In the following animation, blocks represent allocations, and a block turns gray to represent that the allocation has become unreachable7 — blue blocks are live (reachable) allocations. The program8 can allocate quickly and cheaply by just bumping the allocation cursor/pointer forwards. Dead objects remain on the heap until collection. The collector then copies the live allocations to a new space and the old space is discarded in one fell swoop.

With the new data model, tracing the reachability graph is almost trivial: for each variable, check if the lowest bit is a zero. If it is, then the variable holds a 16-bit pointer to a reachable allocation. If not, the variable holds anything else — an integer or a pointer to ROM (which doesn’t need tracing). Reachable objects are copied into the new memory space and their internal slots are in turn investigated the same way.

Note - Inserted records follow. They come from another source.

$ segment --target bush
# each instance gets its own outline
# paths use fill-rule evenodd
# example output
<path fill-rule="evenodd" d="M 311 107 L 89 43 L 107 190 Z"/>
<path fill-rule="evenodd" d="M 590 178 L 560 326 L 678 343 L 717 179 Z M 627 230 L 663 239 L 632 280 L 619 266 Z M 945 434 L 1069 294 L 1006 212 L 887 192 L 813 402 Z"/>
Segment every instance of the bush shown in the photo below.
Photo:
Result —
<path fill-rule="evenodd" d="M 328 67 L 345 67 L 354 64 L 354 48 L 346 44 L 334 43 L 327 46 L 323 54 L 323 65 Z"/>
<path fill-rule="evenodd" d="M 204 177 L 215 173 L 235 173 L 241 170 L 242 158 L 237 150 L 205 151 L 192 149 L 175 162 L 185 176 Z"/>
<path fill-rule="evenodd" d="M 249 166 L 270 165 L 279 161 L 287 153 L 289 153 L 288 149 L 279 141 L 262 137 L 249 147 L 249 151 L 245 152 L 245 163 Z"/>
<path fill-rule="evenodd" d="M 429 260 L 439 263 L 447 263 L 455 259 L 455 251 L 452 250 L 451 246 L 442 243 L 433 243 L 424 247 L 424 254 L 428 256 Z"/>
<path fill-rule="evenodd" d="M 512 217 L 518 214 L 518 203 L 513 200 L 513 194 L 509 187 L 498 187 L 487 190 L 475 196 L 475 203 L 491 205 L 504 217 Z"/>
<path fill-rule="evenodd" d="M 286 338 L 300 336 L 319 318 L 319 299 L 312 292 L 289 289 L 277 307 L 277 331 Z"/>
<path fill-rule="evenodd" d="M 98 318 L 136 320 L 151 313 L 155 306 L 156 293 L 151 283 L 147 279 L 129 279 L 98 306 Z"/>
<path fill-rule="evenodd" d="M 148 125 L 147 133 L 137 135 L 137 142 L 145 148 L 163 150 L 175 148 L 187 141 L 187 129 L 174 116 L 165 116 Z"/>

Collection with this algorithm is quick and proceeds in a single pass with constant memory overhead — no mucking about with mark bits, free lists, work queues/stacks, etc.

Bonus: Array and Object compaction

As a bonus, this new implementation of the GC also compacts arrays and objects on the fly.

Dynamically-sized arrays consume more space than needed so that appending to them is quick: every time they run out of space, their capacity is doubled to make room for twice as many elements. The GC algorithm truncates the capacity of these arrays on the fly, so they use the smallest possible amount of space.

The case is similar for objects. Dynamic objects in Microvium are represented in memory by a linked-list of property cells (key-value pairs with a next pointer), so that appending new properties is quick. But the linked list consumes twice the amount of space of an equivalent contiguous array, so the GC compacts these linked lists into contiguous property arrays on the fly. This gives the best of both worlds, making it efficient to link a new property cell onto an existing object, but having that property cell subsumed into to the contiguous arrays during GC compaction so that each property takes the smallest possible space while dormant9.


  1. This is measured on an msp430, with floating-point support disabled. Presumably this number will grow over time 

  2. Read the full post for a more complete explanation 

  3. But can be mitigated on desktop/server machines by the use of generational garbage collectors, an unnecessary complexity for MCUs. 

  4. To put it another way, consider that many MCUs have the CPU power to loop through their entire RAM in the order of milliseconds, while desktop-class machines would do the same in the order of seconds 

  5. At least, contiguous within the large chunks of memory allocated from the host as the heap grows 

  6. Bumping the allocation pointer forward, checking for overflow, and assigning the 2-byte allocation header. 

  7. Unreachable means that there is no way for your program/script to access it anymore, so it is subject to garbage collection 

  8. The program is called the mutator in GC parlance. 

  9. A property in compacted form is 4 bytes: a 2-byte key and a 2-byte value. A property in linked-list form consumes extra bytes for the linked list pointers and the allocation header of each cell.